Psychoeducation about the risks of combining alcohol with medications and excessive alcohol use is important. A number of clinical trials have shown that approximately 10% to 30% of problem drinkers have been able to reduce their drinking after brief 1- to 3-session interventions.13
The need for detoxification and the potential for serious withdrawal symptoms should be carefully evaluated. Regardless of the treatment modality chosen, psychotherapy and other interventions need to be tailored for each patient. Groups of patients of similar ages are ideal because they increase patient comfort and adherence.
Psychotherapy is often recommended on either an outpatient or inpatient basis, depending on the severity of the problem. Recommendations for specific therapeutic modalities are extrapolated from studies on younger populations because of the lack of such research on older adults. Motivational interviewing has been validated as an effective method to ascertain an individual's willingness to change and to enhance motivation for change.14 Cognitive-behavioral therapy is also widely used in the treatment of substance abuse.13 In addition, initial studies of brief therapeutic interventions have shown promise in older adults.15
The opiate antagonist naltrexone reduces cravings for alcohol and is intended to be prescribed as adjunctive treatment to psychosocial support to reduce the risk of alcohol relapse.
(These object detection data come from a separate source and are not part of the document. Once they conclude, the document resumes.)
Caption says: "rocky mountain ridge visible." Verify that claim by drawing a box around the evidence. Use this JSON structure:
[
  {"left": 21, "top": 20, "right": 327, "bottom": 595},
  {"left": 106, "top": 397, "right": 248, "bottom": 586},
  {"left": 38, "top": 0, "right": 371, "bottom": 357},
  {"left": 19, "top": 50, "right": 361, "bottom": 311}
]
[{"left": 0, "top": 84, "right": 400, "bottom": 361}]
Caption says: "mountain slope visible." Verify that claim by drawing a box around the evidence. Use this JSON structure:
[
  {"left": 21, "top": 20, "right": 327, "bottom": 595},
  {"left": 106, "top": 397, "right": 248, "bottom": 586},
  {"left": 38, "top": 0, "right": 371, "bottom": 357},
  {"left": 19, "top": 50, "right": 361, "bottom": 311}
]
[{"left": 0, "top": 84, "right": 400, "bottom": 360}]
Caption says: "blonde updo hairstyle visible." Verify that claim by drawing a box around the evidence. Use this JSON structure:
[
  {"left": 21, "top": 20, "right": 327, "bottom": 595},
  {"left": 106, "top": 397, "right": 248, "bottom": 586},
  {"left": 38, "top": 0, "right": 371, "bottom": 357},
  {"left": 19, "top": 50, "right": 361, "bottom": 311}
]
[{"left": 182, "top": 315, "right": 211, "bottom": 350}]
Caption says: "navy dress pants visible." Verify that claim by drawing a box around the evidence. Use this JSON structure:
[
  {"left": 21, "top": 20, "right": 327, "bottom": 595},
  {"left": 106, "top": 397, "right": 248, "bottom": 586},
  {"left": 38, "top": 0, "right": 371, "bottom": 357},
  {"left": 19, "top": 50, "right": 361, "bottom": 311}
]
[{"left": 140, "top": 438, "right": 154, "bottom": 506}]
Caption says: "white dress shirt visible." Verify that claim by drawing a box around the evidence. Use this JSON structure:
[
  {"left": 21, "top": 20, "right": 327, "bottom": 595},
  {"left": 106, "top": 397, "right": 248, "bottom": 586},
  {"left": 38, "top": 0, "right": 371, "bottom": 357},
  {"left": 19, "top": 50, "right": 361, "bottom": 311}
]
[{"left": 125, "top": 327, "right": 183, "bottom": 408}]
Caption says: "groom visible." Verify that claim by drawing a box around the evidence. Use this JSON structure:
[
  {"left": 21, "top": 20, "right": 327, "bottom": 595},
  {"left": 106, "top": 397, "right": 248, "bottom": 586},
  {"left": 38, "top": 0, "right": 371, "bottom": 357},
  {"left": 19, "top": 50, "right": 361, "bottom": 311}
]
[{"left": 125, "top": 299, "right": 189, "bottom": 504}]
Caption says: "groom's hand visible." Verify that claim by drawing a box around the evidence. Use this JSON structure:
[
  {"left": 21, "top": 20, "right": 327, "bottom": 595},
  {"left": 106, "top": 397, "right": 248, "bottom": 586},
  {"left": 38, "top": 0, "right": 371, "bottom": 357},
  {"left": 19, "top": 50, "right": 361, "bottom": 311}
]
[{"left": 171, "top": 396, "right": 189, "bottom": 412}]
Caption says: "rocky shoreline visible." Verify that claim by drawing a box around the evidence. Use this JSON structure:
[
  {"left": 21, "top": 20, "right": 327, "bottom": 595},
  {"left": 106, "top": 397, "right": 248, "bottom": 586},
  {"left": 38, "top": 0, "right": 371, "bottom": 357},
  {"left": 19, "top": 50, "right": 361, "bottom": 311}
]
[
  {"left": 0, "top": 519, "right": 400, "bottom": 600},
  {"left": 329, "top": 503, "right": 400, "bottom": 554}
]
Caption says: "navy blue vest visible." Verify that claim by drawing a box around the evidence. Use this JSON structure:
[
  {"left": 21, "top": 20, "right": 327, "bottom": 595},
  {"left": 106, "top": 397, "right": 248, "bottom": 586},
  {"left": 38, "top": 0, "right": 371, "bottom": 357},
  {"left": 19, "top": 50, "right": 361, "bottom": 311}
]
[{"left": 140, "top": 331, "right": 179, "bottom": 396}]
A dosage of 50 mg/d was found to be safe in a 12-week, randomized, placebo-controlled trial in 44 older veterans with alcohol dependence. However, there were no differences in the number of patients who experienced relapse or who remained abstinent in the naltrexone and placebo groups.16
Generally, disulfiram should not be prescribed for the elderly because of the increased risk of delirium and other serious adverse effects.17 Acamprosate is thought to exert its therapeutic effect by modulating the excitatory glutamate amino acid system in the brain. It may be safer and more effective for patients with liver dysfunction; however, it should be used cautiously in elderly patients with impaired renal function. A meta-analysis of studies of acamprosate in younger adults showed a 13% improvement in 12-month continuous abstinence rates.18
Finally, there are no known pharmacokinetic studies of buprenorphine/naloxone in older adults with opioid dependence. Sublingual buprenorphine/naloxone must be administered with caution in the elderly because of the increased risk of respiratory suppression and sedation. Lower dosages in the elderly are recommended.
Participation in Alcoholic Anonymous meetings is an important part of treatment. Meetings that have an age-matched cohort provide mutual support, allow for peer bonding, and foster the establishment of peer sobriety networks.
As we are faced with a growing population of older adults, a better understanding of the issues that they confront is crucial. Studies are needed to identify the best ways to integrate screening into general medical settings as well as to understand the neurobiology of substance use disorders in the older adult with medical and cognitive comorbidities and to determine which specific treatment interventions are safe and effective.